Tommy Haas defying his age at Auckland event
At the age of 35, Tommy Haas has become the elder statesman of men's tennis, but that doesn't mean his career is in decline.
In fact, the German, who is ranked No 12 in the world, is the second seed for this year's Heineken Open in Auckland and will play his first match tomorrow.
Haas is living proof that tennis is becoming an older man's game. There are no teenagers in the top 100 and the average age of the players who made it to the fourth round of the Grand Slams last year was 28.
Haas though would have been a fairly significant factor in that statistic as he made it to the quarterfinals of the French Open and fourth round at Wimbledon last year (as well as winning tournaments in Munich and Vienna).
He takes pride in being so successful at an age that few tennis players continue to and says he hasn't put any timeline on when he'll stop.
"It's fun to continue to do what I really enjoy doing," Haas said.
"It gets harder being away from the family, but at the same time who knows how much longer I have the chance to do this?
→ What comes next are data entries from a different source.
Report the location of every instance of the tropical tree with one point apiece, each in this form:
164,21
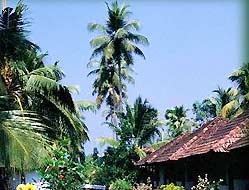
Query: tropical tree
115,46
241,78
177,121
36,108
226,102
137,125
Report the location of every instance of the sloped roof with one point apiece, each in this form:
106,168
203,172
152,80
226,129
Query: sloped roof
218,135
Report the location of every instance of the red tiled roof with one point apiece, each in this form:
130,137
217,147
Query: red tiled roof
218,135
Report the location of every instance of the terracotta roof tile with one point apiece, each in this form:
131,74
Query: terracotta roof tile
219,135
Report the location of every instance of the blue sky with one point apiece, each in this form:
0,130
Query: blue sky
194,46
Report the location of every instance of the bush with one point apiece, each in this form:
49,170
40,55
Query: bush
205,184
61,171
120,184
171,186
143,186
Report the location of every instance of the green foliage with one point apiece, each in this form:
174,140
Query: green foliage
120,184
143,186
62,171
177,121
226,102
171,186
241,78
114,47
205,184
117,163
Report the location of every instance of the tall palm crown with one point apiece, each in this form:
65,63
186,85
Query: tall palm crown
241,78
35,107
115,46
226,102
177,121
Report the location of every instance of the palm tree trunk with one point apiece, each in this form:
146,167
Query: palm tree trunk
120,103
7,167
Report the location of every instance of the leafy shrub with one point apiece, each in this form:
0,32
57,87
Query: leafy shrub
120,184
61,171
171,186
143,186
205,184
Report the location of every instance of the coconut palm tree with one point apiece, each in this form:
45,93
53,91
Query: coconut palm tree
241,78
36,108
137,127
177,121
226,102
116,46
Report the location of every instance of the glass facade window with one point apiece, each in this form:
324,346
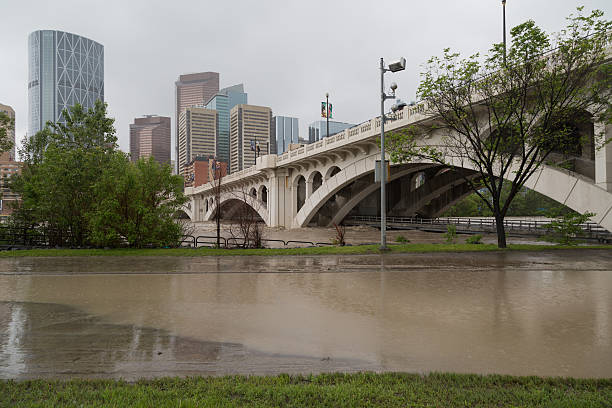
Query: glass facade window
286,131
63,69
223,102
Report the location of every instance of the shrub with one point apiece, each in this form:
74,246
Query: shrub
340,233
474,239
566,228
451,233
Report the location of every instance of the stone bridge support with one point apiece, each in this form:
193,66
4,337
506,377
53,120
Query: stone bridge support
603,158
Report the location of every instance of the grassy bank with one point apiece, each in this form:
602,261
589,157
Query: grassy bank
328,250
326,390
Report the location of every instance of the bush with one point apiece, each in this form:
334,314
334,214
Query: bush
340,234
402,239
474,239
451,233
566,228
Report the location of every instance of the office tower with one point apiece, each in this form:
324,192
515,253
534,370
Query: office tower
318,130
197,135
63,69
249,125
223,102
150,136
193,90
10,155
285,130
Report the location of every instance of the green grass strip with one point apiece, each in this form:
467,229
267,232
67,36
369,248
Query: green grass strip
325,390
329,250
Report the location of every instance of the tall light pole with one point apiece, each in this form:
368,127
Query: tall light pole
504,12
393,67
327,111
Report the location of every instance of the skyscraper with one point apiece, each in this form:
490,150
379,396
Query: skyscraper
197,134
10,155
249,124
285,132
223,102
63,69
192,90
318,130
150,136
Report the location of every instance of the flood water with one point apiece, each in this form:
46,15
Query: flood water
515,313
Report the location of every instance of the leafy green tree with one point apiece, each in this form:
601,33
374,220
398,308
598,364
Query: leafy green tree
62,164
78,187
136,204
525,203
504,120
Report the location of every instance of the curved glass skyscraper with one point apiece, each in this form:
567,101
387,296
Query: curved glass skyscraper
63,69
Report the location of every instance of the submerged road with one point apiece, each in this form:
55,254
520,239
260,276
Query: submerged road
521,313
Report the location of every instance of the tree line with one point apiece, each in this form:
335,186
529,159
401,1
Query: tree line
81,190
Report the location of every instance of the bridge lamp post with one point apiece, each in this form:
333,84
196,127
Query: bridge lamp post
504,12
395,66
327,111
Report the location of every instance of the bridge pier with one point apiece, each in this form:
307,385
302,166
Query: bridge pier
279,195
603,158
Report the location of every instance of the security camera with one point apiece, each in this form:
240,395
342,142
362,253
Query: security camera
398,65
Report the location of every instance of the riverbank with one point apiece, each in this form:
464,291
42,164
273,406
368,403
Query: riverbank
337,390
326,250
"If I can continue to stay healthy and feel like once I'm on the court I don't have any excuses, I can't move because of some kind of injury or I can't practice because I can't do it for more than 45 minutes [I'll carry on]."
Of course, Haas isn't as agile as he was earlier in his professional career, which stretches back to 2003, but he may be one of the smartest players on the circuit.
When he faces the young guns on the circuit Haas feels that he might not be able to outrun his opponents, but he can outthink them.
"Sometimes it's mind boggling if you think about the fact that you're playing against a 19, 20 year old and I'm 15 years older than this kid and that's crazy," he said.
"But you try to use your experience, sometimes it works and sometimes it doesn't."
Three New Zealanders played in the last round of qualifying yesterday and it didn't come as much of a surprise to see all three bow out.
Artem Sitak, who has a world ranking of 591, put up the best fight in his 6-1 3-6 6-1 loss to America's Donald Young who has a world ranking of 96.
Sebastian Lavie (2152) on the other hand, was totally outclassed in his 6-2 6-2 defeat to Daniel Gimeno-Traver (82).
The New Zealand No 2, Michael Venus (399), also had a disappointing afternoon, losing to Lucas Lacko (90) 6-2 6-2.
On a low-key opening day there was just one first round singles match in the day session, where Colombia's Santiago Giraldo defeated Albert Montanes from Spain 6-1 7-6.
But today things pick up with Kiwi Rubin Statham playing against Lacko. Fifth seed Philipp Kohlschreiber is next, against Pablo Carreno Busta from Spain, but the highlight of the day will come in the second match of the evening session when Cypriot Marcos Baghdatis plays Steve Johnson from America.